As is required by law in the United States, I have seen every single episode of The Brady Bunch at least once--some of them I've probably seen ten or twelve times but there's no way of knowing since I don't remember the first time I saw any of them. I just know that around the age of eight or nine, I realized there was never an episode on that I hadn't already seen.
I wasn't exactly a Brady Bunch fan--it was on TV, the TV was on and I was in front of it--often with a book or notebook open on my lap. It was harmless, the lesser of any number of after school TV evils (Woody Woodpecker Hour or Dialing For Dollars Movie, anyone?)
I feel sort of the same way about My Fair Brady: We're Getting Married, the reality TV show covering the engagement and wedding of Adrianne Curry and Christopher Knight (a.k.a. Peter Brady). I've never watched it on purpose--just caught a snippet here or there while aimlessly channel surfing. In great Brady tradition, all of the episodes have a mindless--and somehow comforting--similarity to one another. There is, however, considerably more screeching, door-slamming, tear-shedding and alcohol consuming than on your average episode of The Brady Bunch. (There's practically as much of those things as on your average episode of The Sopranos, but without all the mafia intrigue to spice things up.)
Anyway, this weekend, I watched the episode in which Chris and Adrianne, at long last, got married. Like everything else this couple has done--they met and fell in love on The Surreal Life, just for starters--the wedding and reception were loud, expensive and very, very public.
There was much bickering about inane details--the kind of bickering that, as a flower shop manager, I am regularly witness to.
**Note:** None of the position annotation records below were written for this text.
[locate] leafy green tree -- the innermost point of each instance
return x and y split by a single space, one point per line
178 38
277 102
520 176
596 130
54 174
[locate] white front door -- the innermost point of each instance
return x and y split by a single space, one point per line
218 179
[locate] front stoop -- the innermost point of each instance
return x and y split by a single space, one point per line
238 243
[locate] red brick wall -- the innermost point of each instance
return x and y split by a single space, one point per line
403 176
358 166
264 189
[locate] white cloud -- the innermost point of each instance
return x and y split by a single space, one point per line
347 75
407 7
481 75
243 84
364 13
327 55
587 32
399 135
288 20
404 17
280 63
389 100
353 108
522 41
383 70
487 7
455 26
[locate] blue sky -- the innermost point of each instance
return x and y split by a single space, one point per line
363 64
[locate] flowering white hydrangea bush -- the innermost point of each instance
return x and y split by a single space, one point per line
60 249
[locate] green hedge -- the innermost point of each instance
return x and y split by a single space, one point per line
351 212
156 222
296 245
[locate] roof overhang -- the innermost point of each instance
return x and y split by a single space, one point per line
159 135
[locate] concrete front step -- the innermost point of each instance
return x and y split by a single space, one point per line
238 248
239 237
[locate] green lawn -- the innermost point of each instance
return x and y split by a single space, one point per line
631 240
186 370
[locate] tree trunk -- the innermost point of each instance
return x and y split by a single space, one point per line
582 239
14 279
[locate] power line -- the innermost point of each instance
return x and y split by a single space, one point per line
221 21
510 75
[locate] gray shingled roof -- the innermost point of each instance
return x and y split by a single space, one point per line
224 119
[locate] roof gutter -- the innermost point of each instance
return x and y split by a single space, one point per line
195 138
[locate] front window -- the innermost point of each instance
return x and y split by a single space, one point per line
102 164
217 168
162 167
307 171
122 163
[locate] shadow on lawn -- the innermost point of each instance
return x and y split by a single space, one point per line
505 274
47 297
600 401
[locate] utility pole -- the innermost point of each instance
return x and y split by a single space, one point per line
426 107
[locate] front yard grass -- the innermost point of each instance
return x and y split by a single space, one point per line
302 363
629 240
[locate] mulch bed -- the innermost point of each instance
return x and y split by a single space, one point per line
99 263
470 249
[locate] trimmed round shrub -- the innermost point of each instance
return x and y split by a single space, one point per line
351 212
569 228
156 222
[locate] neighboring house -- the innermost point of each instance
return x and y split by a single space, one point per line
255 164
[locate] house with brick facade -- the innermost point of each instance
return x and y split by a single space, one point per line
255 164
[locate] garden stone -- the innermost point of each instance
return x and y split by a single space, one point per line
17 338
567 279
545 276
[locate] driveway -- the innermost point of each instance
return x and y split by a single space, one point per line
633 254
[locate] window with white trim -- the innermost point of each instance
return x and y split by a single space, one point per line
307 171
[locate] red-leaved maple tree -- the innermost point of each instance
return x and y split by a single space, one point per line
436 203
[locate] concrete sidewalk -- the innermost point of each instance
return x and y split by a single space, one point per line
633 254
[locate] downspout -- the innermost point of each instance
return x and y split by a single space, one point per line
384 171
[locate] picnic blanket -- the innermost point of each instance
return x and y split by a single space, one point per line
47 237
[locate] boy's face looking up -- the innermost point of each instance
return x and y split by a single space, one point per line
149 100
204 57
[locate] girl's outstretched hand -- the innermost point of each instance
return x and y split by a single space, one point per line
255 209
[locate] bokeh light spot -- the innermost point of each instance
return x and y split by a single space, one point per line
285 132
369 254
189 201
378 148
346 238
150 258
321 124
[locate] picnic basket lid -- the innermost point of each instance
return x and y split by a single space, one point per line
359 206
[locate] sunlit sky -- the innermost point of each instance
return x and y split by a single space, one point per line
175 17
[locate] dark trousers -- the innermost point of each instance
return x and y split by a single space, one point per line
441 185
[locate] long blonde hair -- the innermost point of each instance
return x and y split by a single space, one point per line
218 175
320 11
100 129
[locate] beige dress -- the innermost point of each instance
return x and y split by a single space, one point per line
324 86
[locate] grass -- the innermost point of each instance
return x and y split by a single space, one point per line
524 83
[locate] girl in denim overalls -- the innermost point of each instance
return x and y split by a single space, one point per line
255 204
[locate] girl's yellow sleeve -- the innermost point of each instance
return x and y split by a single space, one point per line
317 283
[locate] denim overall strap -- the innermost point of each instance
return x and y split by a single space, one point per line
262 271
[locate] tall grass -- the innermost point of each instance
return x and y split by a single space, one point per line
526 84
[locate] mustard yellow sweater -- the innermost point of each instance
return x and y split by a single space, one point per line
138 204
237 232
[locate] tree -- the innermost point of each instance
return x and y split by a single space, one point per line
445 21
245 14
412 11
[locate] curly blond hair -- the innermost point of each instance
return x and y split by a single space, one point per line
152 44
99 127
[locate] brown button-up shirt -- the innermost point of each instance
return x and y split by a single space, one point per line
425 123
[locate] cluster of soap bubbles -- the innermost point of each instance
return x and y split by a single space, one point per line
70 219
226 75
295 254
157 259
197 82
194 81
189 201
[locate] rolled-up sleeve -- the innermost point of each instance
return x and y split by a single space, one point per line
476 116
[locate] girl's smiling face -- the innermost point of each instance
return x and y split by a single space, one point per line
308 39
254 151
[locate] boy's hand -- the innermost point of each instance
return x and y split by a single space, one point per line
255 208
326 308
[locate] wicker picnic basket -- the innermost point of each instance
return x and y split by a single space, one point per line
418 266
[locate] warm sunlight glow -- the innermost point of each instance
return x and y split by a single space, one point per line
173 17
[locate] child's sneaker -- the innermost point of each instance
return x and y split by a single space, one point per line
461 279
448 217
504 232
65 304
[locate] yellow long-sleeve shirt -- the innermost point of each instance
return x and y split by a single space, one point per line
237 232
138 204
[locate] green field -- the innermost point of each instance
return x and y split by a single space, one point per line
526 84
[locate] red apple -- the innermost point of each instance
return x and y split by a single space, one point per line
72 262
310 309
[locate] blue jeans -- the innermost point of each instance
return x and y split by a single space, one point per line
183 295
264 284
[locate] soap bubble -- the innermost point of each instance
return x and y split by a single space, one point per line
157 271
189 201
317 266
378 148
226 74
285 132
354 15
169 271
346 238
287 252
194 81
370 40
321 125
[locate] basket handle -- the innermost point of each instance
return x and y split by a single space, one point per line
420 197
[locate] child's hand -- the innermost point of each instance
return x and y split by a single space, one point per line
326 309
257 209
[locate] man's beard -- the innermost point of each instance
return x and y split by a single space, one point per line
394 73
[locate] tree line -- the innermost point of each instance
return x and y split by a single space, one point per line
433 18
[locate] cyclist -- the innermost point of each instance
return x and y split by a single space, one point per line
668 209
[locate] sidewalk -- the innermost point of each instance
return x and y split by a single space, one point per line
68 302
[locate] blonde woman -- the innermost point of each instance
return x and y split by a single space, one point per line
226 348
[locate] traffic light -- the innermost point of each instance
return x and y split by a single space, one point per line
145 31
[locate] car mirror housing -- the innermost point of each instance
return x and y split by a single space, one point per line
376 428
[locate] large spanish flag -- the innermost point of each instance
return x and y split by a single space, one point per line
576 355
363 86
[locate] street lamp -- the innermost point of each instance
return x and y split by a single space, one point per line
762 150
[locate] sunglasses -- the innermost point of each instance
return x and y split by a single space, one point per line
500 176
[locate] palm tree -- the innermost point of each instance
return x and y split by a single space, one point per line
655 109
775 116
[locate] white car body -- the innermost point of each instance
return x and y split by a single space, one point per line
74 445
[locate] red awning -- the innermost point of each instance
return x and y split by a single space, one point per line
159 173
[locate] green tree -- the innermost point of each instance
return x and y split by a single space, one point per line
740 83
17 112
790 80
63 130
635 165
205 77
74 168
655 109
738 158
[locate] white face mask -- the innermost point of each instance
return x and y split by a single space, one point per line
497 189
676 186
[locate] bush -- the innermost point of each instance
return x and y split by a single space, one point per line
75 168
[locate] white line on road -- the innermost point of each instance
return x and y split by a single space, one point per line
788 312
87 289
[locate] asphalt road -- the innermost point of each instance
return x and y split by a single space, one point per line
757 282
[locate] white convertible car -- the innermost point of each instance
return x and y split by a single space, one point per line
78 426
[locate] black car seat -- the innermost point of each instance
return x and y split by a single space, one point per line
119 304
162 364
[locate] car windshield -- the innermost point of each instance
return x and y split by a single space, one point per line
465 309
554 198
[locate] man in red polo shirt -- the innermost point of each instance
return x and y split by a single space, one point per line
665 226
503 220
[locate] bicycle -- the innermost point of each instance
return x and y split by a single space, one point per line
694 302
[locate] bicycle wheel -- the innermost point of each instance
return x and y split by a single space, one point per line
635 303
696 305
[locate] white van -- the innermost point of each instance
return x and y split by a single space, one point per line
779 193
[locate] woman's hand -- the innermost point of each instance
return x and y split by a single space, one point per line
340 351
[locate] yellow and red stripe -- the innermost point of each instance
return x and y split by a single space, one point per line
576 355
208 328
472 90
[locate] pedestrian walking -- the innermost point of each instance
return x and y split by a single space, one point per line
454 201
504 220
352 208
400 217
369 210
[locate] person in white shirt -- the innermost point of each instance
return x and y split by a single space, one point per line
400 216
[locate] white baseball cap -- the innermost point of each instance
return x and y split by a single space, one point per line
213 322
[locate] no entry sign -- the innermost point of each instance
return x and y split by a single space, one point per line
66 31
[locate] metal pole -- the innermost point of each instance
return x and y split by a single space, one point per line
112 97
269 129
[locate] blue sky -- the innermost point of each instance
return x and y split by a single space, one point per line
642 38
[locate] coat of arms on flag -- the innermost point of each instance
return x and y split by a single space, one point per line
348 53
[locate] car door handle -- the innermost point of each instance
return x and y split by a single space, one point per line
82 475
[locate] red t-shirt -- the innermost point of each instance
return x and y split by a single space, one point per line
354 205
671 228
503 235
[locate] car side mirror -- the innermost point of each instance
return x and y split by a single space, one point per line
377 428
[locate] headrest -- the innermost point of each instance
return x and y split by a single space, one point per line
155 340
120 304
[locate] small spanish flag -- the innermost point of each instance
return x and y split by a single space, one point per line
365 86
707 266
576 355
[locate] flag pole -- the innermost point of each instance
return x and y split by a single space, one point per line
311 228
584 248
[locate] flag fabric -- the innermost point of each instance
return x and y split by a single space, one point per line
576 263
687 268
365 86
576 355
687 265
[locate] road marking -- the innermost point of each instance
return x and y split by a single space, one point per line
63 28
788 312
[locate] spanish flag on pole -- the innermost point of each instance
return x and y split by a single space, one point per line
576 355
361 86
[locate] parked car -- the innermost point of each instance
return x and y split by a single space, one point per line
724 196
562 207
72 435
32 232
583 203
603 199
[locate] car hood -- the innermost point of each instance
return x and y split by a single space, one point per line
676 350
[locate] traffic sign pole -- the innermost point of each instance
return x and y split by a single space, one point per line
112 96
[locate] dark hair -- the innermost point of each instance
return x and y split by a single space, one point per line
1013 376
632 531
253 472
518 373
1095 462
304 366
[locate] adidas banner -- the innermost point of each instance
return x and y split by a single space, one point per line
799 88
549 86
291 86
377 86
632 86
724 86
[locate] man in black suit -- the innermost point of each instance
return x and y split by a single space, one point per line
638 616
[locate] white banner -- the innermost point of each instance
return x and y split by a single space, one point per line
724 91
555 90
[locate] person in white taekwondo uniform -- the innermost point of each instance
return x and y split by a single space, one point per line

I have seen couples, both in my job and in my personal life, who have their very first argument over wedding details, leading me to my belief (which I've shared with a number of overwhelmed brides and their stressed out attendants) that a wedding is a terrible way to start a marriage.
Of course, this isn't your average couple and all the squabbling over the wedding was only a natural--and almost romantic--extension of their mostly charming everyday dysfunction. The wedding was actually a perfect reflection of their relationship, but still, I couldn't help but breathe a sigh of relief as Chris and Adrianne drove away in their decked out limo (one window read: "I bagged my Brady!").
Masked Mom's One-Word Review: Romantic (in a morbidly fascinating train wreck kinda way).